PAR_EXECD_INST_COUNT="20"
# A List of Host which should become admin hosts
# If you do not enter any host here, you have to add all of your hosts
# by hand, after the installation. The autoinstallation works without
# any entry
ADMIN_HOST_LIST="test1"
# A List of Host which should become submit hosts
# If you do not enter any host here, you have to add all of your hosts
# by hand, after the installation. The autoinstallation works without
# any entry
SUBMIT_HOST_LIST="test1"
# A List of Host which should become exec hosts
# If you do not enter any host here, you have to add all of your hosts
# by hand, after the installation. The autoinstallation works without
# any entry
# (mandatory for execution host installation)
EXEC_HOST_LIST="test1"
# The dir, where the execd spools (local configuration)

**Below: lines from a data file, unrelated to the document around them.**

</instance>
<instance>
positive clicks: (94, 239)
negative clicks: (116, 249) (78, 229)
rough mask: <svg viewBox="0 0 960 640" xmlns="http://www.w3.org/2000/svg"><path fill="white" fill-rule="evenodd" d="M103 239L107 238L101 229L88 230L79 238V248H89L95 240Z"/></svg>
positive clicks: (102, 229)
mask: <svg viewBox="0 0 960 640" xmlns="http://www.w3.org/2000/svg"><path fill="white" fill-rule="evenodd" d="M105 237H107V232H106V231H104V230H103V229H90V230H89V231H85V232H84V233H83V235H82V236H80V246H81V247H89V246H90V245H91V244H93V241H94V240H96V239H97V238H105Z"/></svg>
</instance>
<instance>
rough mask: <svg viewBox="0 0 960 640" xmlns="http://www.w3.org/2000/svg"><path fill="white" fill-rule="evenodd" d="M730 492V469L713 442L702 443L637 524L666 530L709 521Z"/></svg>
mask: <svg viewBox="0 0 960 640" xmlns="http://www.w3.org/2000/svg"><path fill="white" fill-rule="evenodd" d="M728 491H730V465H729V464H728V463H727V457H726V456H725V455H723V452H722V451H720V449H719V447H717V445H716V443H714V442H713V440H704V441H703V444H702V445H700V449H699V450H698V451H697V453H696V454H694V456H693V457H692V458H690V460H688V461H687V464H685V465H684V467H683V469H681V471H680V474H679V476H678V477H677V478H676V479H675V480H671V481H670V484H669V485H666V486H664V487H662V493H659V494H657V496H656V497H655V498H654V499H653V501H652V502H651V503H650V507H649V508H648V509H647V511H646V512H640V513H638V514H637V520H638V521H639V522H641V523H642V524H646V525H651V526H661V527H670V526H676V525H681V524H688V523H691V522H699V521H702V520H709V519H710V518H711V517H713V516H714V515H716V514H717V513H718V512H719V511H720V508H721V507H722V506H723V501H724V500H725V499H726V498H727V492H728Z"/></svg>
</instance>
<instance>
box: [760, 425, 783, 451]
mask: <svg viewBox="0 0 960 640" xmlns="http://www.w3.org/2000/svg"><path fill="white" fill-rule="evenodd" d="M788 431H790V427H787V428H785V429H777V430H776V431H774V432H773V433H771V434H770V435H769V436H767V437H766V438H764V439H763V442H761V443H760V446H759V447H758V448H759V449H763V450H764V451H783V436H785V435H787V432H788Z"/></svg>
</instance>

# If you want configure your execution daemons to spool in
# a local directory, you have to enter this directory here.
# If you do not want to configure a local execution host spool directory
# please leave this empty
EXECD_SPOOL_DIR_LOCAL=""
# If true, the domainnames will be ignored, during the hostname resolving
# if false, the fully qualified domain name will be used for name resolving
HOSTNAME_RESOLVING="true"
# Shell, which should be used for remote installation (rsh/ssh)
# This is only supported, if your hosts and rshd/sshd is configured,
# not to ask for a password, or promting any message.
SHELL_NAME="ssh"
# This remote copy command is used for csp installation.

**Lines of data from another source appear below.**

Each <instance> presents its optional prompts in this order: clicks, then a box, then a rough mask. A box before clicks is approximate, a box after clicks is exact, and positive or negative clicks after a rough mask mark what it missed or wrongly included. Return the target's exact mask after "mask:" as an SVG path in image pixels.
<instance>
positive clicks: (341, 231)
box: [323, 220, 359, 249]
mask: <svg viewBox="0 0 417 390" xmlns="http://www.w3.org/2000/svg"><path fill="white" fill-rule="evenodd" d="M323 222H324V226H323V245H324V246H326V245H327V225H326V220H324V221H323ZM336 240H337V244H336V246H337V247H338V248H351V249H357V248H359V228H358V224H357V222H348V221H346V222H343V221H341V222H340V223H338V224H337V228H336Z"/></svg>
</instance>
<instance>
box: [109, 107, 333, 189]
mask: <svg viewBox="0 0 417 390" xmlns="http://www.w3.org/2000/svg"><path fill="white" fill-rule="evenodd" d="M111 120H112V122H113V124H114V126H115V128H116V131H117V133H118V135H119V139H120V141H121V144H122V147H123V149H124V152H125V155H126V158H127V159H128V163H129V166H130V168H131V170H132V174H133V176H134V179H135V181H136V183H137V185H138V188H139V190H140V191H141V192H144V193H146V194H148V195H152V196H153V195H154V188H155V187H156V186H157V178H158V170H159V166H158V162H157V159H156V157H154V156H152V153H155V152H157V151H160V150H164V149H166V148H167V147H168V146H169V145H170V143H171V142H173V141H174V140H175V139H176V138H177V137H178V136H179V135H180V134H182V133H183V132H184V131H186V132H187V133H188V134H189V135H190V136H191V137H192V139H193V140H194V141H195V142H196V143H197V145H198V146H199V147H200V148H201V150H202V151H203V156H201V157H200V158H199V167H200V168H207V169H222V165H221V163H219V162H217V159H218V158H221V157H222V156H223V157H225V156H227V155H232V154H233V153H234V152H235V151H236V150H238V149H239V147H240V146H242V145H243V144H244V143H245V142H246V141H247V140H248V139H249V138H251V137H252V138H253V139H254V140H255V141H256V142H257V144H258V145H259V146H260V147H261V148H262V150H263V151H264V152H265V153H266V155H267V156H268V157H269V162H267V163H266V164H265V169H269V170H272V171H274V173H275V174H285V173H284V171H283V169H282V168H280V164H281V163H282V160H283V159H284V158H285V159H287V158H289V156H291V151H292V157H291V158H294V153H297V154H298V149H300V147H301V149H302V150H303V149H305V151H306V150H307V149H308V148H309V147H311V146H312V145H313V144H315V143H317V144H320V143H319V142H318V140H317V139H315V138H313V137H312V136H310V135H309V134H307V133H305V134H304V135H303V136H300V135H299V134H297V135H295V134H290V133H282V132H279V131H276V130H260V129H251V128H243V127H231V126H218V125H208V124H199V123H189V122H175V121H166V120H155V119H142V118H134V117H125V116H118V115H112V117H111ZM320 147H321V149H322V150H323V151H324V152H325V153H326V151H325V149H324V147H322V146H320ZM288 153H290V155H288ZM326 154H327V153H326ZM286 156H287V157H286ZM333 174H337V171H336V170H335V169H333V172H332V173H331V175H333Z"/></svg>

# The script needs the remote copy command for distributing
# the csp certificates. Using ssl the command scp has to be entered,
# using the not so secure rsh the command rcp has to be entered.

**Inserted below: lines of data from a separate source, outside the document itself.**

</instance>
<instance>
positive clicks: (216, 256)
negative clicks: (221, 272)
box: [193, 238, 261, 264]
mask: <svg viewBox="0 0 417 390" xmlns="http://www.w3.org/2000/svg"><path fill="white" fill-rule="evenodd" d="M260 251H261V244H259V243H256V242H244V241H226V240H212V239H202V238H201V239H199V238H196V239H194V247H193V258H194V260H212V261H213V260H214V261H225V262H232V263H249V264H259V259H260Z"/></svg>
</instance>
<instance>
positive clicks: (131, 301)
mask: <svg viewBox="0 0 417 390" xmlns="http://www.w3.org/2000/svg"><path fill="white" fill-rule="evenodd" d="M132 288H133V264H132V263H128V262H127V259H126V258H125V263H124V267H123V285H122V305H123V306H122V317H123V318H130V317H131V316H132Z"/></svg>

# Both need a passwordless ssh/rsh connection to the hosts, which
# should be connected to. (mandatory for csp installation mode)
COPY_COMMAND="scp"
# Enter your default domain, if you are using /etc/hosts or NIS configuration
DEFAULT_DOMAIN="none"
# If a job stops, fails, finish, you can send a mail to this adress
ADMIN_MAIL="none"
# If true, the rc scripts (sgemaster, sgeexecd, sgebdb) will be added,
# to start automatically during boottime
ADD_TO_RC="false"
#If this is "true" the file permissions of executables will be set to 755
#and of ordenary file to 644.
SET_FILE_PERMS="true"
# This option is not implemented, yet.
# When a exechost should be uninstalled, the running jobs will be rescheduled
RESCHEDULE_JOBS="wait"
# Enter a one of the three distributed scheduler tuning configuration sets
# (1=normal, 2=high, 3=max)
SCHEDD_CONF="1"
# The name of the shadow host. This host must have read/write permission
# to the qmaster spool directory
# If you want to setup a shadow host, you must enter the servername
# (mandatory for shadowhost installation)
SHADOW_HOST=""
# Remove this execution hosts in automatic mode
# (mandatory for unistallation of execution hosts)
EXEC_HOST_LIST_RM=""
# This option is used for startup script removing.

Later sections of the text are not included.